Étude multicentrique de phase II visant à évaluer l'efficacité et l'innocuité de l'utilisation de lymphocytes infiltrant les tumeurs autologues (LN-145) chez des patients atteints d'un carcinome cervical récurrent, métastatique ou persistant.
Date de révision : 20/05/2025
Femme
A partir de 18 ans
Date de début de recrutement : 01/04/2024
Date de fin de recrutement : 16/04/2025
Critères :
Critères d'inclusion :
- Doit être âgé d'au moins 18 ans au moment du consentement. L'inscription de patients âgés de plus de 70 ans peut être autorisée après consultation du contrôleur médical.
- Doit répondre aux critères de laboratoire suivants : nombre absolu de neutrophiles (ANC) ≥ 1000/mm3 ; hémoglobine (Hb) ≥ 8 g/dL ou ≥ 4,96 mmol/L ; Numération plaquettaire ≥ 100 000/mm3 Transaminase alanine sérique (ALT)/Transaminase glutamique-pyruvique sérique (SGPT) et transaminase aspartate (AST)/Transaminase glutamique-oxaloacétique sérique (SGOT) < 3,0 fois la limite supérieure de la normale (LSN).
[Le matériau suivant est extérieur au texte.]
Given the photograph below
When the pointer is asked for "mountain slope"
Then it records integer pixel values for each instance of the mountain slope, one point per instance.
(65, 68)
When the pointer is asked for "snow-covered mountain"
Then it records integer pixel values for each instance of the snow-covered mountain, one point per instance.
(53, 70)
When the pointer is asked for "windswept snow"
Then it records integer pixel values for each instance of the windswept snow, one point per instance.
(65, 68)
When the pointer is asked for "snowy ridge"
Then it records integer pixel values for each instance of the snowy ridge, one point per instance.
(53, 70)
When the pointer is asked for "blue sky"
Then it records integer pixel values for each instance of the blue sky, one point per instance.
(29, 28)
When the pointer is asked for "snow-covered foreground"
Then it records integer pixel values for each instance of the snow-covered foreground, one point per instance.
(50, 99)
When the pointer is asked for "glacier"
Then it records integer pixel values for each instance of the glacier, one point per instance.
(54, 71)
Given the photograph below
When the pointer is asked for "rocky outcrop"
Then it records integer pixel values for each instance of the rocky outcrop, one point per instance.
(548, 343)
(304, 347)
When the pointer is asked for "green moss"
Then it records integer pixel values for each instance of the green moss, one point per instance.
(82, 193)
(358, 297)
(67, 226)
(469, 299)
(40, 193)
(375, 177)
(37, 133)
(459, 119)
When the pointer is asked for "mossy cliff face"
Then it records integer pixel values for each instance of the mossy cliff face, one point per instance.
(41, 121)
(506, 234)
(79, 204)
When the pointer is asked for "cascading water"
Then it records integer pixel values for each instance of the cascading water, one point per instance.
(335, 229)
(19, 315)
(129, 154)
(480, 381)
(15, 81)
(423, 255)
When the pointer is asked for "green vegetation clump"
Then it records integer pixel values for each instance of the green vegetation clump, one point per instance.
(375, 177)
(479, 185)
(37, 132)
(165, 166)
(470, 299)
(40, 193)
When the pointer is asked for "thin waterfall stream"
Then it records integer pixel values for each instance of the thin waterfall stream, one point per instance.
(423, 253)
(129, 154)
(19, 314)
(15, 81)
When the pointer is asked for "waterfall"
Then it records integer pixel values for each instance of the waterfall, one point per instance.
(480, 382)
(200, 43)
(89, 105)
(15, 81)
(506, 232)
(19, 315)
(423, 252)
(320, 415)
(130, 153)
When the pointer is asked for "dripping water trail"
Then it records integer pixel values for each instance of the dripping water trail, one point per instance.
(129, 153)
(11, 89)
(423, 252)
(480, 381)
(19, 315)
Les patients présentant des métastases hépatiques doivent avoir des tests de la fonction hépatique (LFT) < 5,0 fois la LSN. Bilirubine totale ≤ 2,0 mg/dL. Les patients atteints du syndrome de Gilbert doivent présenter une bilirubine totale ≤ 3,0 mg/dL. La créatinine sérique doit être ≤ 1,5 mg/dL. Clairance de la créatinine (CrCl) mesurée ≥ 40 ml/min calculée à partir d'un prélèvement d'urine sur 24 heures.
- Le patient ne présente aucun signe d'infection virale, bactérienne ou fongique active nécessitant un traitement systémique continu. Les patients doivent être séronégatifs pour le virus de l'immunodéficience humaine (VIH). Les patients présentant une sérologie positive pour l'antigène de surface du virus de l'hépatite B (HBsAg), l'anticorps anti-hépatite B (anti-HBc) ou l'anticorps anti-virus de l'hépatite C (HCV Ab) indiquant une infection aiguë ou chronique par le virus de l'hépatite peuvent être inclus si la charge virale mesurée par réaction en chaîne par polymérase (PCR) ou test d'amplification des acides nucléiques (TAAN) est indétectable avec ou sans traitement actif.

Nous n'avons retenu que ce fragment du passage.